Mellody Hobson became the president of Chicago-based investment firm Ariel Investments nine years after graduating from Princeton University. Ariel Investments is one of the largest African-American owned investment companies in the country, with over $13 billion in assets. 

Hobson currently serves on the board of directors for several organizations, including Estée Lauder Companies Inc., the Starbucks Corporation, JPMorgan Chase & Co. and the Chicago Public Education Fund. She is married to George Lucas, another one of the University’s 2018 honorary degree recipients.

George Lucas is the creator of the Star Wars and Indiana Jones film franchises as well as the founder of Lucasfilm, which is credited with developing many special effects and computer animation technologies. 

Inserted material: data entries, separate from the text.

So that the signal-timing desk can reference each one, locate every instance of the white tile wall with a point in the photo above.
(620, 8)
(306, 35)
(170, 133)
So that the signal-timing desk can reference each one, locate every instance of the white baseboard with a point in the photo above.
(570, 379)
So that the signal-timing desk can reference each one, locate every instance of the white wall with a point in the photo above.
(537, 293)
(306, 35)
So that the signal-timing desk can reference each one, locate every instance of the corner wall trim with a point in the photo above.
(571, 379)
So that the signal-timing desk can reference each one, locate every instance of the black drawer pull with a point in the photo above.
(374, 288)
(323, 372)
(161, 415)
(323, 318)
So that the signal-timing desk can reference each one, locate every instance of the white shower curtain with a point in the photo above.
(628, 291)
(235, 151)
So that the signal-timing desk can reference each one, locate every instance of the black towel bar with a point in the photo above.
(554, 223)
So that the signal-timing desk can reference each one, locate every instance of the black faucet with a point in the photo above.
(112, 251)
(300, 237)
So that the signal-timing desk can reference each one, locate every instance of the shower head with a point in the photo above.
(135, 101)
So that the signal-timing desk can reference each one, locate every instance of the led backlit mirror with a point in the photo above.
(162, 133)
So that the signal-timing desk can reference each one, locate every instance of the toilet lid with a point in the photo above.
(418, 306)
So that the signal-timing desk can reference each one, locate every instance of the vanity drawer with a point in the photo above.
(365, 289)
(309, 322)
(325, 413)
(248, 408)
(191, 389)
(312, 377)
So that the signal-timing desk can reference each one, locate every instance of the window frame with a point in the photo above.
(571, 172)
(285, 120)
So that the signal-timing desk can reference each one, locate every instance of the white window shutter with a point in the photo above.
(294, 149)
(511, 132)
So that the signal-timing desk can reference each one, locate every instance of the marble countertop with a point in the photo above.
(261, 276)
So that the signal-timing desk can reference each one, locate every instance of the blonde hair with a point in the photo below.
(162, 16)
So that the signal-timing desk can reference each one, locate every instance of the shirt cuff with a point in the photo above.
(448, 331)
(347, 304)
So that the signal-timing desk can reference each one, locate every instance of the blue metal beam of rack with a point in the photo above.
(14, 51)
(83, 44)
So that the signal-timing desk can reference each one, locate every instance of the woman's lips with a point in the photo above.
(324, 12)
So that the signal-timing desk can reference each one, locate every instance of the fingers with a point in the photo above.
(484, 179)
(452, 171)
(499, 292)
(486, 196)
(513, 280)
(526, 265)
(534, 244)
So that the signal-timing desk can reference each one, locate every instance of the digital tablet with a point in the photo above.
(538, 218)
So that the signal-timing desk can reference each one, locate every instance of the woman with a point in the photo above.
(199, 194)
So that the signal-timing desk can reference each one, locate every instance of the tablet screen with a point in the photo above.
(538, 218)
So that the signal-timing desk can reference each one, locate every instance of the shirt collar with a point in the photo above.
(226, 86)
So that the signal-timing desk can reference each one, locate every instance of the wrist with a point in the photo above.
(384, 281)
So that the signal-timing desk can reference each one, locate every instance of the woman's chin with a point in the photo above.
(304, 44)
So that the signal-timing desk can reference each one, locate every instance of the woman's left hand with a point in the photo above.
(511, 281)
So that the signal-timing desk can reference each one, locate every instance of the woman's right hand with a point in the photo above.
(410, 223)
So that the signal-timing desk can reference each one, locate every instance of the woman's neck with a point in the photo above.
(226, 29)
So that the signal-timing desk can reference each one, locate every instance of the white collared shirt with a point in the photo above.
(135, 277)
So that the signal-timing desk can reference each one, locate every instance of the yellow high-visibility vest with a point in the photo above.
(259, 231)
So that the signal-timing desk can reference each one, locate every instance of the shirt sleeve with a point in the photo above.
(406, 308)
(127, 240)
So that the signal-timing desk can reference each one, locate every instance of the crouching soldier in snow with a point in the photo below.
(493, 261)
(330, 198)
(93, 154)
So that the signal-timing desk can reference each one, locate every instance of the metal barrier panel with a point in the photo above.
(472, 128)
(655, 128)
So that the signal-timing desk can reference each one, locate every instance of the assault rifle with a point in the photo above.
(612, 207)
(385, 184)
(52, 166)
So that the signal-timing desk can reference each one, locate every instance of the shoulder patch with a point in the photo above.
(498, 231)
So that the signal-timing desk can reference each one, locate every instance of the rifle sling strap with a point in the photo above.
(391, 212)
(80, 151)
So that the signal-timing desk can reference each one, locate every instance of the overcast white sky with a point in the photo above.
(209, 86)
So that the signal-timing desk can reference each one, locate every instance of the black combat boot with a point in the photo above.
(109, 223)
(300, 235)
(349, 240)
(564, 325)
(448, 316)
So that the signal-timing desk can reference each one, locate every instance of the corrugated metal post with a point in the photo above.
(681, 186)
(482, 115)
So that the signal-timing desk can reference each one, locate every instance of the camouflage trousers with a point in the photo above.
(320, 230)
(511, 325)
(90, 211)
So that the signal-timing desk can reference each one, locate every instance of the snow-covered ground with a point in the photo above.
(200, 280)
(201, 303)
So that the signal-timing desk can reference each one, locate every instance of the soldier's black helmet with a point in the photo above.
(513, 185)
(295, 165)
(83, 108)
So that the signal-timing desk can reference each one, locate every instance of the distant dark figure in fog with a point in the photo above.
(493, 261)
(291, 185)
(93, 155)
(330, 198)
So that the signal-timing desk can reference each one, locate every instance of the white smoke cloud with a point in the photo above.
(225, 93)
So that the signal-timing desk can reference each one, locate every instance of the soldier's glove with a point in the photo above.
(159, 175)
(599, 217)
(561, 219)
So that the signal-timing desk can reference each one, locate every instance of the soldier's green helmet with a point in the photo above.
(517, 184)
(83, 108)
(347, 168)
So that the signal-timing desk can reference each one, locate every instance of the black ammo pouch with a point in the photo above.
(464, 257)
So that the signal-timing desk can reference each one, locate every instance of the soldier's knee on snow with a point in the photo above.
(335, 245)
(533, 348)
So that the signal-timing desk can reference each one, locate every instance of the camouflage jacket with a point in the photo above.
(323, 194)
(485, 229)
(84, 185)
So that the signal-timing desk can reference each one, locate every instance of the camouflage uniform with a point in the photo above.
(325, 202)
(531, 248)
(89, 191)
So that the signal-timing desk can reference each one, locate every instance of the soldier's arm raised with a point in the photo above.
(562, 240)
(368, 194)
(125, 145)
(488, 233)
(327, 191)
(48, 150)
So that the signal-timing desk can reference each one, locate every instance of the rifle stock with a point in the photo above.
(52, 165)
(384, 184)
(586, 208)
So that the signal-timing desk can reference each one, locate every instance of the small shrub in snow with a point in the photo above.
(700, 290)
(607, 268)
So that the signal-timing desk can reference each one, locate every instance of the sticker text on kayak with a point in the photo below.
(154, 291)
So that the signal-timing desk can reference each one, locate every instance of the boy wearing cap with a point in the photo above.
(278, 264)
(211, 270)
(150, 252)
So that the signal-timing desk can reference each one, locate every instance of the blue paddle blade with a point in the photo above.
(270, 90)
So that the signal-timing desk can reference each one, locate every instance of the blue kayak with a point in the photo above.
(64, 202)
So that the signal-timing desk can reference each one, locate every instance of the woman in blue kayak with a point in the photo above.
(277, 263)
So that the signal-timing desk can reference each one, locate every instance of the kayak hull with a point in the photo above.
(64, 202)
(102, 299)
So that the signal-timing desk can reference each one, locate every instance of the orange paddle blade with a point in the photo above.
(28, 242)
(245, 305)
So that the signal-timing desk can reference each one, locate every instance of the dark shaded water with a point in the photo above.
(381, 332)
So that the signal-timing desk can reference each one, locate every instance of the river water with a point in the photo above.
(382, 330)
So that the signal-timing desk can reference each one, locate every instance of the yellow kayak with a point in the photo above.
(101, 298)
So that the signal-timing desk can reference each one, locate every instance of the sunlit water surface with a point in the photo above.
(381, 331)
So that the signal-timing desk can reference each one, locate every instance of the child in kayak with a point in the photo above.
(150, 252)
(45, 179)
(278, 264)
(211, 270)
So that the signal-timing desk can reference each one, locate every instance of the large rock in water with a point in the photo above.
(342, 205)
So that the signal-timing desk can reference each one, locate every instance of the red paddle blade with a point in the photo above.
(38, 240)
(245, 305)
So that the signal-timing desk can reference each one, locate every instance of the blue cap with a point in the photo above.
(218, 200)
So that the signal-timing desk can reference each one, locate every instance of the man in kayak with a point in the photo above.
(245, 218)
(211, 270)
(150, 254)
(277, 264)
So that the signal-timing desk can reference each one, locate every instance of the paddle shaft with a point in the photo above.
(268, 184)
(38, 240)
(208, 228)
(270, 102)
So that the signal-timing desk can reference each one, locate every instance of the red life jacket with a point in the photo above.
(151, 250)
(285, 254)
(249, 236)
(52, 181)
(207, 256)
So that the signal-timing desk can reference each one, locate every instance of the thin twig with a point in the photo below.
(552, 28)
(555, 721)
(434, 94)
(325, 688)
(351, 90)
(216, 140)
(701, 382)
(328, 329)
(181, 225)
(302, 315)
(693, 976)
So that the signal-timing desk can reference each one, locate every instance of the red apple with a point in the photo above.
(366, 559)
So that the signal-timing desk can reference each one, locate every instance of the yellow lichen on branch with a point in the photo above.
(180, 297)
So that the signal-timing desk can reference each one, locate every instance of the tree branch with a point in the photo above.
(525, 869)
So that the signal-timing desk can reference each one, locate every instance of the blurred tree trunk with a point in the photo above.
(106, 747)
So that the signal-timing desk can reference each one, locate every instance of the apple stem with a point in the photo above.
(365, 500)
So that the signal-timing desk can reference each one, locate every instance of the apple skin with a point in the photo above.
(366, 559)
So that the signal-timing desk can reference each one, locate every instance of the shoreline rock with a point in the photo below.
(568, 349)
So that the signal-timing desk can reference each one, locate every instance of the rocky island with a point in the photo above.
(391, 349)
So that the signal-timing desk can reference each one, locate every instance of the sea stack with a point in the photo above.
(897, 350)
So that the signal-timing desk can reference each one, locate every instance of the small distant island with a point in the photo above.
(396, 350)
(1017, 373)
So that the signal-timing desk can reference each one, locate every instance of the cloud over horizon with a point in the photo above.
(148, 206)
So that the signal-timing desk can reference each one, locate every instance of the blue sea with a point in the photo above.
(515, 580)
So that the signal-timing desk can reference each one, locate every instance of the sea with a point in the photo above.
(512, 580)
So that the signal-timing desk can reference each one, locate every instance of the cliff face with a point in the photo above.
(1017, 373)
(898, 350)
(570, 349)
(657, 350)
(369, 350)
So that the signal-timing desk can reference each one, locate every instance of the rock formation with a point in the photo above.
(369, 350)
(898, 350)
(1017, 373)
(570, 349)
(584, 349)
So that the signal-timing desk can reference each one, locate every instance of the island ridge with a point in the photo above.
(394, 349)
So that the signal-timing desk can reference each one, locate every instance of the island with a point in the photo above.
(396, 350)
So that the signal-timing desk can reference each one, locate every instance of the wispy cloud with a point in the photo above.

After graduating from the University of Southern California, Lucas began writing, directing and editing several smaller films before beginning to work on Star Wars. The space adventure was originally turned down by all except one studio but went on to become the highest-grossing film of all time. 

Lucas sold Lucasfilm to The Walt Disney Company in 2012 and founded the George Lucas Educational Foundation in 1991.

Bishop Douglas Miles is a Hopkins alum and one of the co-founders of the Black Student Union. A native Baltimorean, Miles was an activist during the Civil Rights Movement and advocated for the University to hire more black faculty. 

In 1992 he founded the Koinonia Baptist Church in Baltimore, of which he is the pastor, and he currently serves as co-chair of the community improvement organization Baltimoreans United in Leadership Development. Miles continues to be involved in University programs such as BLocal and HopkinsLocal.

Solomon H. Snyder became the University’s youngest full professor in 1966 after joining Hopkins as an assistant resident in Psychiatry the year before. 

He later founded the Department of Neuroscience at the School of Medicine and is known for his research on receptors of neurotransmitters and psychoactive drugs. His research has been used in the development of antipsychotic medications. 

Currently a distinguished service professor of Neuroscience, Pharmacology and Psychiatry, Snyder has won numerous awards for his work, including the National Medal of Science.

Bryan A. Stevenson, this year’s commencement speaker, is a founder and director of the Equal Justice Initiative (EJI), which provides legal representation to prisoners who may have been wrongfully convicted. 

Stevenson, who faced segregation and racism during his childhood, went on to attend Harvard Law School and founded the EJI in 1995 with the help of a MacArthur “Genius Grant” Fellowship. Stevenson has advocated against overly harsh punishments against children who have committed crimes, and as of 2016 EJI has saved 125 men from the death penalty. 

An active public speaker, Stevenson has also developed a memorial commemorating lynching victims, created a museum and published a memoir titled Just Mercy: A Story of Justice and Redemption.